L’information n’est pas passée inaperçue en Grèce où les salaires restent encore peu élevés après une décennie de crise économique (2009-2018) et cela malgré la reprise. L’équivalent du smic ne dépasse pas les 780 euros brut. Jusqu’en 2011, le lait pour bébé n’était vendu qu’en pharmacie. Après l’ouverture du marché et la vente dans les supermarchés du produit, les autorités espéraient la baisse des prix. Mais, depuis la récession, la pandémie de Covid-19 et l’inflation sont passées par là. Rien qu’entre 2022 et 2024 les prix du lait infantile ont augmenté entre 14 % et 28 % selon la marque.

« Faire des enfants en Grèce est presque devenu un luxe ! Je dépense plus de 500 euros par mois pour la nourriture et le lait », explique Irini Chalari qui habite une banlieue d’Athènes. A cela s’ajoute le coût d’une crèche privée à 260 euros par mois faute de places dans le public et d’horaires adaptés aux parents qui travaillent. Avec un salaire de photographe free-lance variable et malgré l’emploi stable de son compagnon, la trentenaire a du mal à joindre les deux bouts : « Heureusement, ma mère m’aide, garde mon fils quand j’en ai besoin pour éviter de payer une babysitter en plus. Mais sans aide de la famille, c’est très difficile. »

Une « question de préservation nationale »

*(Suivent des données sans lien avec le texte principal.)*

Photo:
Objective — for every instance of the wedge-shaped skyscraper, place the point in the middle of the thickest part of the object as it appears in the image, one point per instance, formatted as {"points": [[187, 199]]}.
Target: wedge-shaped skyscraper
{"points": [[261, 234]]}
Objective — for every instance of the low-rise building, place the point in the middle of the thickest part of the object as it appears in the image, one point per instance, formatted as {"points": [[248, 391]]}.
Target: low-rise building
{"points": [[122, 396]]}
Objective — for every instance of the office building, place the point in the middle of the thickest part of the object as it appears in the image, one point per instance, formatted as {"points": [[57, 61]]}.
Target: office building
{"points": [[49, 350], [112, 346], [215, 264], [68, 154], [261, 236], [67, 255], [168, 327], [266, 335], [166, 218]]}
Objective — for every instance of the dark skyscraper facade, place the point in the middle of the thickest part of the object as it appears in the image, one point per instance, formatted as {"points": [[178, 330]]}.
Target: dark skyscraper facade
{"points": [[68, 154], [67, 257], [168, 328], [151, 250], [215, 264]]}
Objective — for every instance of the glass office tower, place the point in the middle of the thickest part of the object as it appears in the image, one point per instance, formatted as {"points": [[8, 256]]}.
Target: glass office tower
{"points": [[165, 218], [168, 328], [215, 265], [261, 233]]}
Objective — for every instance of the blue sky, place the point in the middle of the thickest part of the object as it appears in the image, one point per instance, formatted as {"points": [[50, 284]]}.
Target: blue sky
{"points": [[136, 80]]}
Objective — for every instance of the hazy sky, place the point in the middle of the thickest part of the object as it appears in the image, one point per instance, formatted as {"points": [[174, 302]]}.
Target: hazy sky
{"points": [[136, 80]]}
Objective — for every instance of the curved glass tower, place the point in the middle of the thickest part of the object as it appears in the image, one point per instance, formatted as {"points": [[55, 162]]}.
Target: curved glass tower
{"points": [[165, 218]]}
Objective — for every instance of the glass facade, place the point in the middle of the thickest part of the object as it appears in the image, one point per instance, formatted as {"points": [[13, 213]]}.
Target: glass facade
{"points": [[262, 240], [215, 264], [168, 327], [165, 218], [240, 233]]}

Le sujet est d’autant plus sensible en Grèce que la natalité est au plus bas. En 2022, 76 000 naissances ont été enregistrées dans le pays et la moitié des femmes n’allaitent pas. Le marché du lait pour bébé est donc petit, dominé par quatre multinationales qui vendent aux grandes surfaces plus cher que dans d’autres pays car ces dernières ne font pas de commandes groupées très importantes.

La fécondité est en Grèce de 1,43 enfant par femme, bien inférieure au seuil de renouvellement des générations (2,1 enfants par femme) et à la moyenne au sein de l’Organisation de coopération et de développement économiques (OCDE) qui est de 1,58 enfant par femme. En 2020, pour la première fois depuis 1932, la population grecque a diminué. Selon les projections, la Grèce pourrait même ne compter que 9 millions d’habitants en 2050 contre 10,6 millions actuellement.